Patricia: Understanding the Underlying Issues
Patricia is 36 years old and lives in Colorado. She has asthma as well as a chronic endocrine disease. After she had been to the ER three times in a six-month period, her ACO’s patient report flagged her for follow up intervention. A care coordinator reached out to discuss the situation, and learned that Patricia wasn’t satisfied with her primary care physician and was unaware of the services provided through urgent care, often a better option for her than the ER.
The care coordinator helped Patricia choose a new doctor, and explained the benefits of urgent care if she needed immediate attention. Patricia now sees her primary care doctor regularly, is managing her condition and recently avoided an unnecessary $2,500 ER visit. The care coordinator calls Patricia every other week, coaching her on how to manage her symptoms and avoid complications, and shares updates electronically with Patricia’s new primary care physician to optimize care coordination.
Frank: Identifying a Better Plan for Care
Frank is a 45-year-old New Jersey man with Gaucher’s disease, a genetic disease condition that weakens the bones and increases the risk of fractures.
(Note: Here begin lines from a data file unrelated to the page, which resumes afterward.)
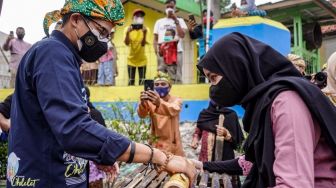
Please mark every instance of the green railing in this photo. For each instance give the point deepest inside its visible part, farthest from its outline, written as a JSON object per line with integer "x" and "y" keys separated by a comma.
{"x": 312, "y": 59}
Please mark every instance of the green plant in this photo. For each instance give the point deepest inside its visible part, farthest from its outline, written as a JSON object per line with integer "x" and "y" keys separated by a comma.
{"x": 123, "y": 119}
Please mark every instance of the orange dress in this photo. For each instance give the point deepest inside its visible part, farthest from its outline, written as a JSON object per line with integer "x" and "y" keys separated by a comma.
{"x": 165, "y": 123}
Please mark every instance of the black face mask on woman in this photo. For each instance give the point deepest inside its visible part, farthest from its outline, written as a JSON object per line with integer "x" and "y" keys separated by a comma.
{"x": 224, "y": 94}
{"x": 90, "y": 47}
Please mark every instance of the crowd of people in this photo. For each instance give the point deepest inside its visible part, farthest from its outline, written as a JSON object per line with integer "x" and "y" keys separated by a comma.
{"x": 289, "y": 119}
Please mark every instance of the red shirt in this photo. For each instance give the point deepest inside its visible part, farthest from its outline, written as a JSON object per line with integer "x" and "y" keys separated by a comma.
{"x": 169, "y": 52}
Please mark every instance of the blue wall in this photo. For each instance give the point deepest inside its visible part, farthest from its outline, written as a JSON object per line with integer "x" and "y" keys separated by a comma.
{"x": 190, "y": 110}
{"x": 279, "y": 39}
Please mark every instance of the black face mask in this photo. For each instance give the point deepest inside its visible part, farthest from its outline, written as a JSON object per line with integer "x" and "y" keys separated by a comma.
{"x": 20, "y": 37}
{"x": 92, "y": 49}
{"x": 223, "y": 94}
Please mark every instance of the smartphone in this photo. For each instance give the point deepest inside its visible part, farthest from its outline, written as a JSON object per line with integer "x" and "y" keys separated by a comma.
{"x": 191, "y": 17}
{"x": 137, "y": 26}
{"x": 149, "y": 85}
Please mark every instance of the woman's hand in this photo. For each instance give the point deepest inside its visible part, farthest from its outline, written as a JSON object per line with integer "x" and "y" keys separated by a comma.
{"x": 198, "y": 164}
{"x": 221, "y": 131}
{"x": 179, "y": 164}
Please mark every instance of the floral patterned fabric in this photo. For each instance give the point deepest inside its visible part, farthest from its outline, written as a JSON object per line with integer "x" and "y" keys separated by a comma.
{"x": 109, "y": 10}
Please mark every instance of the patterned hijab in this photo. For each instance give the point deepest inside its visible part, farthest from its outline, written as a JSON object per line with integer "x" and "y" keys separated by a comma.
{"x": 109, "y": 10}
{"x": 161, "y": 76}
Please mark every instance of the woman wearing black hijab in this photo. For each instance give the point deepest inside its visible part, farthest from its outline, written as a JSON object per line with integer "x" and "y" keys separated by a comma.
{"x": 291, "y": 124}
{"x": 207, "y": 130}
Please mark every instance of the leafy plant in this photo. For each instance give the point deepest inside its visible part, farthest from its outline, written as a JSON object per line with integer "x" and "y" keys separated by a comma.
{"x": 122, "y": 117}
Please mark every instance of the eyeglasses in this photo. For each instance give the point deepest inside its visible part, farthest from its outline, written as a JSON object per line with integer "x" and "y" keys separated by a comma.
{"x": 162, "y": 84}
{"x": 103, "y": 32}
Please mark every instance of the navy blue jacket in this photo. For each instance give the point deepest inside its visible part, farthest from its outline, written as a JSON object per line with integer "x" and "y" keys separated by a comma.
{"x": 52, "y": 135}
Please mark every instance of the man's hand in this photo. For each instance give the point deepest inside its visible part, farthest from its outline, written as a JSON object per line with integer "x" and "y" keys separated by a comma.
{"x": 194, "y": 142}
{"x": 154, "y": 97}
{"x": 221, "y": 131}
{"x": 143, "y": 97}
{"x": 4, "y": 123}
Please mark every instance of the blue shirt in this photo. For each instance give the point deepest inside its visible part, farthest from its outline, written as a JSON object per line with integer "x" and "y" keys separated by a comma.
{"x": 52, "y": 135}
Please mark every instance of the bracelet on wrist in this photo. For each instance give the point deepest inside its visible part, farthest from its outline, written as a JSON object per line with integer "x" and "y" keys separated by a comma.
{"x": 132, "y": 152}
{"x": 161, "y": 168}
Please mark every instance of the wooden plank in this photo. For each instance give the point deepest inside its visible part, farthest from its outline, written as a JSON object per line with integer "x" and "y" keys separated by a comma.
{"x": 148, "y": 179}
{"x": 219, "y": 140}
{"x": 197, "y": 179}
{"x": 215, "y": 181}
{"x": 226, "y": 181}
{"x": 158, "y": 180}
{"x": 204, "y": 180}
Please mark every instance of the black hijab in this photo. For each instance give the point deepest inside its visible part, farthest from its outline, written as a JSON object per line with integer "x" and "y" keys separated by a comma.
{"x": 260, "y": 73}
{"x": 208, "y": 119}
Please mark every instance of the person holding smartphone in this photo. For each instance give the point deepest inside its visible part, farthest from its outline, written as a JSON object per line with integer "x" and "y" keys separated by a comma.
{"x": 164, "y": 111}
{"x": 171, "y": 21}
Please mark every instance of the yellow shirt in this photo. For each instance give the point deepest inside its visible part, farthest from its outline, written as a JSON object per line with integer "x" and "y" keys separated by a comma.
{"x": 137, "y": 56}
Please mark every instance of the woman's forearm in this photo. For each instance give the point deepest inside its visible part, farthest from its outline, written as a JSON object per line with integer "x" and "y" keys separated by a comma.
{"x": 142, "y": 155}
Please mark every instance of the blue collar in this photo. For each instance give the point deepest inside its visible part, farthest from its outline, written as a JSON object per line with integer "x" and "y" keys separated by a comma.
{"x": 58, "y": 35}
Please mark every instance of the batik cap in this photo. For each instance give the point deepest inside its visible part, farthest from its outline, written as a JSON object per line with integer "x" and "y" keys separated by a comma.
{"x": 109, "y": 10}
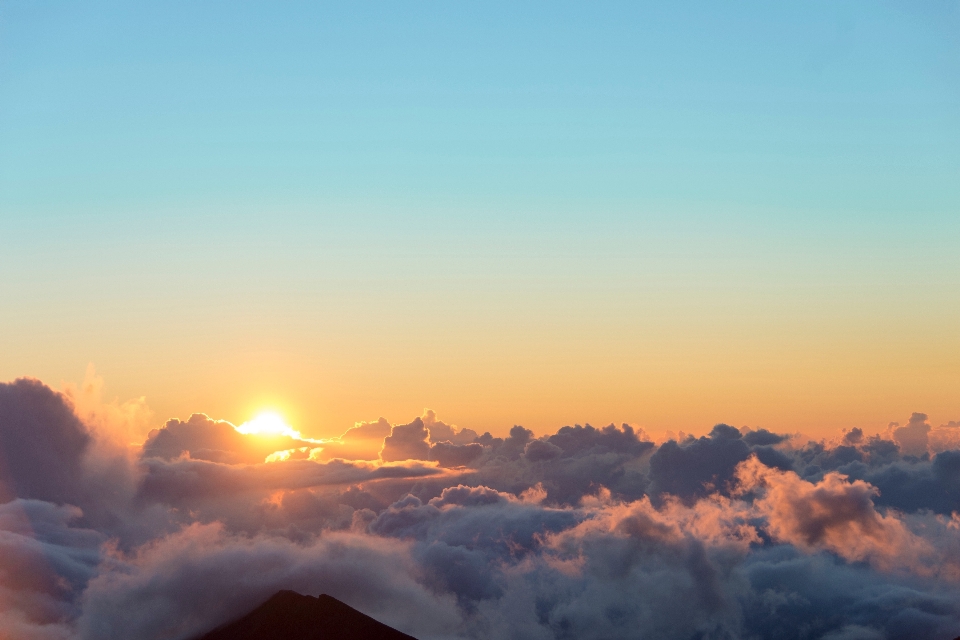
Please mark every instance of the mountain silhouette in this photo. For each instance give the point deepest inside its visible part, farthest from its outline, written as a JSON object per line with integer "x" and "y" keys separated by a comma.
{"x": 287, "y": 615}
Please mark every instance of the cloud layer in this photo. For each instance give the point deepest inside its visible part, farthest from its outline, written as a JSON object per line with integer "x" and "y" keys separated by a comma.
{"x": 445, "y": 533}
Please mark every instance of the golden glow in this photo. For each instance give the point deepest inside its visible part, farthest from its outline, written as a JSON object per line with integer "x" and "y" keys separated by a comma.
{"x": 268, "y": 423}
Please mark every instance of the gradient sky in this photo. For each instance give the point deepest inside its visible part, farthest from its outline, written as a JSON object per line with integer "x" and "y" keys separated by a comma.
{"x": 536, "y": 214}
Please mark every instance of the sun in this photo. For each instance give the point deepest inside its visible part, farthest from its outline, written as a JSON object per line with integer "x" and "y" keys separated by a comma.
{"x": 268, "y": 423}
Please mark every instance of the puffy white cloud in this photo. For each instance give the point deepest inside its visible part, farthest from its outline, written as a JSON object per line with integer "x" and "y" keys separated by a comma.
{"x": 587, "y": 532}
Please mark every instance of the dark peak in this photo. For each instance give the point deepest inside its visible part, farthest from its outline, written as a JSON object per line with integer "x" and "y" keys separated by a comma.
{"x": 288, "y": 615}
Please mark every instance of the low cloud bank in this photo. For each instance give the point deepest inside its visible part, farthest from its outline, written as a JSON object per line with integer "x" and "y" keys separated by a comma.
{"x": 445, "y": 533}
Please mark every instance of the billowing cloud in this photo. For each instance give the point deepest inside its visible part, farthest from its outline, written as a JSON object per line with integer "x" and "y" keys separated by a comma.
{"x": 585, "y": 533}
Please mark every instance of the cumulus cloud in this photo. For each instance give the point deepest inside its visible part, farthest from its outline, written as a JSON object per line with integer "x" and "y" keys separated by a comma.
{"x": 441, "y": 532}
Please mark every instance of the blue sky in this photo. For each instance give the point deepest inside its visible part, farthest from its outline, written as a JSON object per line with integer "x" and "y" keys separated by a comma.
{"x": 323, "y": 185}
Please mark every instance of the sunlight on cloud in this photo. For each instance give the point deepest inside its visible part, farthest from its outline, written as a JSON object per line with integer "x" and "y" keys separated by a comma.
{"x": 270, "y": 423}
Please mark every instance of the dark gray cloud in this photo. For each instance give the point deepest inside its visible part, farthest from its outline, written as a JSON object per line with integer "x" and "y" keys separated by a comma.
{"x": 42, "y": 444}
{"x": 587, "y": 533}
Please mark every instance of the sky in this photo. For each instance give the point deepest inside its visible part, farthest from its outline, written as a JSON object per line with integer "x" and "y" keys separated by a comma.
{"x": 536, "y": 214}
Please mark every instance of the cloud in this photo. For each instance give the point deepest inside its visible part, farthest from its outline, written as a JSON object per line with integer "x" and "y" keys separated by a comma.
{"x": 42, "y": 444}
{"x": 913, "y": 437}
{"x": 214, "y": 440}
{"x": 585, "y": 532}
{"x": 407, "y": 442}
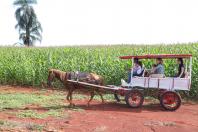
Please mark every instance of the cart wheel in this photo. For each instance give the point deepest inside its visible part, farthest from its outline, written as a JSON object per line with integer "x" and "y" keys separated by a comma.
{"x": 134, "y": 99}
{"x": 170, "y": 101}
{"x": 117, "y": 98}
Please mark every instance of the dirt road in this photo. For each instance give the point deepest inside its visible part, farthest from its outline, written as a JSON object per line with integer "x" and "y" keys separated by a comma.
{"x": 108, "y": 117}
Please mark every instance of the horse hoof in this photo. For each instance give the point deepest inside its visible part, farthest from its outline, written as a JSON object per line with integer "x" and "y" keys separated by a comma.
{"x": 71, "y": 105}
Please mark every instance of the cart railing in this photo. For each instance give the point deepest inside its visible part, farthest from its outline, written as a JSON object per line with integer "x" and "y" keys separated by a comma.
{"x": 161, "y": 83}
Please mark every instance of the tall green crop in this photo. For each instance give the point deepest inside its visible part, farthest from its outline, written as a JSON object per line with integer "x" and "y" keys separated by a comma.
{"x": 29, "y": 66}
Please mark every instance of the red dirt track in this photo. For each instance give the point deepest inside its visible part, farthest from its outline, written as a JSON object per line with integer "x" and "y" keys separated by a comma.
{"x": 115, "y": 117}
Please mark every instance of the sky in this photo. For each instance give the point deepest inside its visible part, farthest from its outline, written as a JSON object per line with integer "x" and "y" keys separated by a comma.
{"x": 79, "y": 22}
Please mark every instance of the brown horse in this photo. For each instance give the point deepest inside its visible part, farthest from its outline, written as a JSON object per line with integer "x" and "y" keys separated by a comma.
{"x": 85, "y": 77}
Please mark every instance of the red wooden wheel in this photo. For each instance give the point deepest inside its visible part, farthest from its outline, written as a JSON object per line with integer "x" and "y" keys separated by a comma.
{"x": 170, "y": 101}
{"x": 134, "y": 99}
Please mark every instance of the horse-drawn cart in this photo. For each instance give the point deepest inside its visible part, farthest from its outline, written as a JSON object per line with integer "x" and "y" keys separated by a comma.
{"x": 167, "y": 87}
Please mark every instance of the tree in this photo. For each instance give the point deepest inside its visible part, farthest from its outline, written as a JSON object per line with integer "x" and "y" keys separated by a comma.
{"x": 27, "y": 23}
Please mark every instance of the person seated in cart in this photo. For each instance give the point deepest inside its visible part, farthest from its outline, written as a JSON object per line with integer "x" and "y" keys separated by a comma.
{"x": 181, "y": 68}
{"x": 137, "y": 69}
{"x": 158, "y": 69}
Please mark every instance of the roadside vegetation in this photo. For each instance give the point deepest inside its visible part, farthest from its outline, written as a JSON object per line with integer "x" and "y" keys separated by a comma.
{"x": 29, "y": 66}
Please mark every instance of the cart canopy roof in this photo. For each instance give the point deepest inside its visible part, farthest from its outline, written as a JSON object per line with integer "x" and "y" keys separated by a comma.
{"x": 154, "y": 56}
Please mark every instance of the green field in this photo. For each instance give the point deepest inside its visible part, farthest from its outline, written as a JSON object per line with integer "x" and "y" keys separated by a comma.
{"x": 29, "y": 66}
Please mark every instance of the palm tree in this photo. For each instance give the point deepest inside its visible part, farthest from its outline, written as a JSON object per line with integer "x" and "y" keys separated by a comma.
{"x": 27, "y": 23}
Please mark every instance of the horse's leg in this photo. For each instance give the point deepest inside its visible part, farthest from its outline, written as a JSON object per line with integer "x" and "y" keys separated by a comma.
{"x": 72, "y": 104}
{"x": 101, "y": 96}
{"x": 91, "y": 98}
{"x": 68, "y": 97}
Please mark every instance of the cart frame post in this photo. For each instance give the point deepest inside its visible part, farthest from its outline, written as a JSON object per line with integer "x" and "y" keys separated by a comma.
{"x": 190, "y": 67}
{"x": 132, "y": 63}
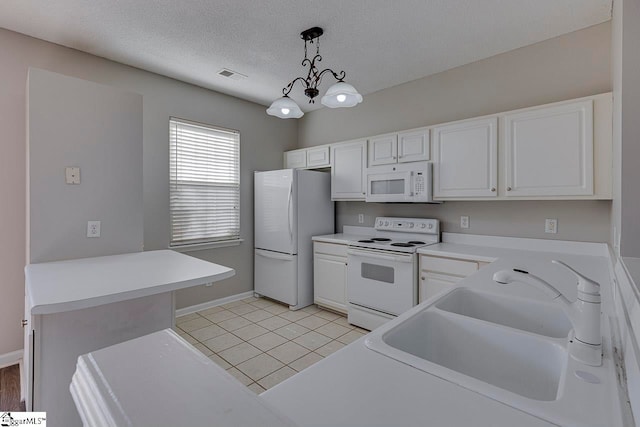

Every month Frank had to travel 100 miles to an infusion center, where the cost of infusion treatments was $1.2 million each year. Luckily, the ACO’s pharmacy report pinpointed an opportunity for Frank to receive infusion services at home. Frank's primary care physician helped arrange the at-home care, offering him not only comfort and convenience, but a reduction in the annual cost of treatment by an estimated $675,000 a year.